Introduction: Same Vector, Different Coordinates
A vector exists independently of any coordinate system. When we change from one basis to another, the vector stays the same but its coordinates change. Understanding how coordinates transform is essential for quantum mechanics, where we frequently switch between position, momentum, and energy representations.

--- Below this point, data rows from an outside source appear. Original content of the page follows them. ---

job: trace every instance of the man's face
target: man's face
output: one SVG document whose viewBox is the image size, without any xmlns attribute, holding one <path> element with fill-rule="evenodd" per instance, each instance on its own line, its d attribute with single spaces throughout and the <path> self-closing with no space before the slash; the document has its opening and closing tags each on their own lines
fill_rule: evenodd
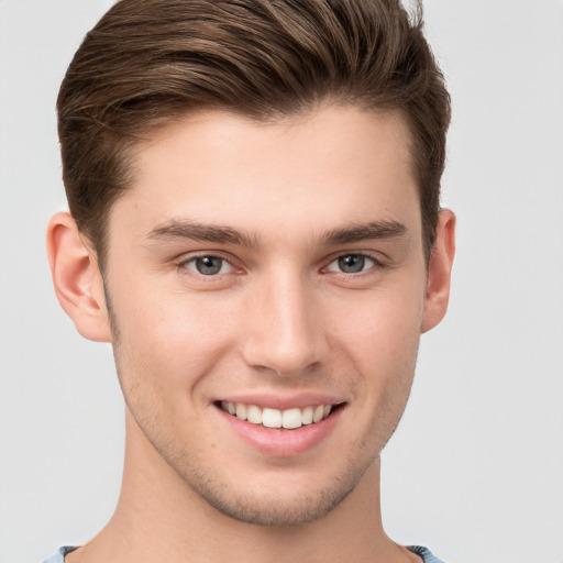
<svg viewBox="0 0 563 563">
<path fill-rule="evenodd" d="M 201 112 L 134 165 L 107 262 L 133 431 L 234 518 L 324 515 L 377 460 L 415 371 L 427 276 L 405 123 Z"/>
</svg>

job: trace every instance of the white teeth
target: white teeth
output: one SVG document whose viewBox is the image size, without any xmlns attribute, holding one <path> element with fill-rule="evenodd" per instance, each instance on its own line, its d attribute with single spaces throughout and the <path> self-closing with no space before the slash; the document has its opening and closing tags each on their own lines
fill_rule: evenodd
<svg viewBox="0 0 563 563">
<path fill-rule="evenodd" d="M 312 407 L 305 407 L 301 422 L 303 424 L 312 424 Z"/>
<path fill-rule="evenodd" d="M 279 410 L 269 407 L 262 409 L 256 405 L 244 405 L 243 402 L 221 401 L 221 408 L 240 420 L 247 420 L 252 424 L 263 424 L 266 428 L 285 428 L 287 430 L 320 422 L 330 415 L 332 407 L 332 405 L 318 405 L 303 409 Z"/>
<path fill-rule="evenodd" d="M 262 423 L 266 428 L 282 428 L 282 411 L 277 409 L 264 409 L 262 411 Z"/>
<path fill-rule="evenodd" d="M 301 409 L 284 410 L 282 426 L 288 429 L 299 428 L 301 426 Z"/>
<path fill-rule="evenodd" d="M 319 422 L 319 420 L 322 420 L 322 417 L 324 416 L 324 407 L 322 405 L 319 405 L 314 412 L 312 413 L 312 421 Z"/>
<path fill-rule="evenodd" d="M 249 407 L 247 418 L 249 422 L 253 424 L 262 424 L 262 409 L 256 407 L 256 405 L 251 405 Z"/>
</svg>

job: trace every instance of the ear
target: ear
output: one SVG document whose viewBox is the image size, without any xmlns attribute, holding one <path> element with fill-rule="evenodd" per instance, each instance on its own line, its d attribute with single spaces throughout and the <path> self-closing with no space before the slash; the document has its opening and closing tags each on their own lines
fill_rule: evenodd
<svg viewBox="0 0 563 563">
<path fill-rule="evenodd" d="M 453 211 L 442 209 L 428 265 L 422 332 L 433 329 L 444 318 L 450 298 L 450 279 L 454 254 L 455 216 Z"/>
<path fill-rule="evenodd" d="M 57 213 L 48 222 L 47 254 L 58 302 L 76 330 L 89 340 L 111 342 L 98 260 L 69 213 Z"/>
</svg>

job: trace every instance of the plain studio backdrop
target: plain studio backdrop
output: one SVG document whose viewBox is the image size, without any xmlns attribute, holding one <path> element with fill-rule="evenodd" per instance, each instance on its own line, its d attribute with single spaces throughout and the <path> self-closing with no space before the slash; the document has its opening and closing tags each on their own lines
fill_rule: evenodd
<svg viewBox="0 0 563 563">
<path fill-rule="evenodd" d="M 55 98 L 109 0 L 0 0 L 0 562 L 111 516 L 123 401 L 109 345 L 59 308 L 44 250 L 65 208 Z M 383 453 L 391 538 L 451 563 L 563 562 L 563 3 L 428 0 L 453 97 L 450 311 L 422 338 Z"/>
</svg>

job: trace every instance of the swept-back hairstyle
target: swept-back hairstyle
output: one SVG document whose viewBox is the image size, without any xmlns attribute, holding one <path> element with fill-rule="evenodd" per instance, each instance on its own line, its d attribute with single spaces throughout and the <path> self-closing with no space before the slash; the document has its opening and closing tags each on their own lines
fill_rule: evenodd
<svg viewBox="0 0 563 563">
<path fill-rule="evenodd" d="M 411 139 L 427 260 L 435 235 L 450 97 L 398 0 L 121 0 L 86 35 L 57 100 L 70 212 L 100 262 L 132 148 L 179 115 L 257 120 L 323 100 L 397 110 Z"/>
</svg>

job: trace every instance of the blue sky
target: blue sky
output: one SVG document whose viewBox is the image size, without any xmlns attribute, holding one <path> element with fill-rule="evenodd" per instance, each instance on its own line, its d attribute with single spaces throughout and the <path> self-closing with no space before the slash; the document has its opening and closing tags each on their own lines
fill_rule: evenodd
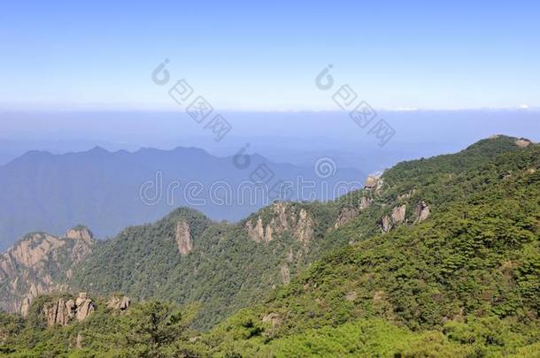
<svg viewBox="0 0 540 358">
<path fill-rule="evenodd" d="M 80 4 L 81 3 L 81 4 Z M 4 2 L 0 110 L 171 110 L 166 57 L 223 110 L 540 107 L 538 2 Z"/>
</svg>

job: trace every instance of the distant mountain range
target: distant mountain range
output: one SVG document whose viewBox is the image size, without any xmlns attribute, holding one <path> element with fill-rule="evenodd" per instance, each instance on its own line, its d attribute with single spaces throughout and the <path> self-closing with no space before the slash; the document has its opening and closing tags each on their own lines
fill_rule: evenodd
<svg viewBox="0 0 540 358">
<path fill-rule="evenodd" d="M 104 238 L 180 206 L 235 221 L 274 199 L 334 199 L 365 179 L 328 158 L 314 164 L 277 164 L 257 154 L 217 157 L 196 148 L 30 151 L 0 166 L 0 249 L 26 232 L 60 234 L 81 223 Z"/>
<path fill-rule="evenodd" d="M 0 255 L 0 353 L 537 356 L 539 169 L 498 135 L 235 224 L 28 234 Z"/>
</svg>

The Change of Basis Matrix
Let \(\mathcal{B} = \{\vec{b}_1, \vec{b}_2\}\) and \(\mathcal{C} = \{\vec{c}_1, \vec{c}_2\}\) be two bases for the same space. The change of basis matrix \(P\) from \(\mathcal{C}\) to \(\mathcal{B}\) has columns that are the \(\mathcal{B}\)-coordinates of each \(\vec{c}_i\).
If \([\vec{v}]_\mathcal{B}\) denotes coordinates in basis \(\mathcal{B}\), then:
\[[\vec{v}]_\mathcal{B} = P \cdot [\vec{v}]_\mathcal{C}\]Worked Examples
Example 1: From Standard to Rotated Basis
Standard basis: \(\vec{e}_1 = (1, 0)\), \(\vec{e}_2 = (0, 1)\)
Rotated basis (45°): \(\vec{b}_1 = \frac{1}{\sqrt{2}}(1, 1)\), \(\vec{b}_2 = \frac{1}{\sqrt{2}}(-1, 1)\)
To find coordinates of \(\vec{v} = (1, 0)\) in the rotated basis:
We solve \(c_1 \vec{b}_1 + c_2 \vec{b}_2 = (1, 0)\):
\[\frac{c_1}{\sqrt{2}} - \frac{c_2}{\sqrt{2}} = 1, \quad \frac{c_1}{\sqrt{2}} + \frac{c_2}{\sqrt{2}} = 0\]Result: \(c_1 = \frac{1}{\sqrt{2}}\), \(c_2 = -\frac{1}{\sqrt{2}}\)
In the rotated basis, \((1, 0)_\text{std} = (\frac{1}{\sqrt{2}}, -\frac{1}{\sqrt{2}})_\text{rot}\)
Example 2: The Inverse Relationship
If \(P\) changes from basis \(\mathcal{C}\) to \(\mathcal{B}\), then \(P^{-1}\) changes from \(\mathcal{B}\) to \(\mathcal{C}\):
\[[\vec{v}]_\mathcal{C} = P^{-1} \cdot [\vec{v}]_\mathcal{B}\]The inverse undoes the transformation—you can always go back.
The Quantum Connection
In quantum mechanics, changing basis corresponds to changing which observable you're analyzing. The Fourier transform is precisely a change of basis from position \(|x\rangle\) to momentum \(|p\rangle\):
\[\langle p | \psi \rangle = \frac{1}{\sqrt{2\pi\hbar}} \int_{-\infty}^{\infty} e^{-ipx/\hbar} \langle x | \psi \rangle \, dx\]The wavefunction \(\psi(x)\) and its Fourier transform \(\tilde{\psi}(p)\) describe the same quantum state in different bases.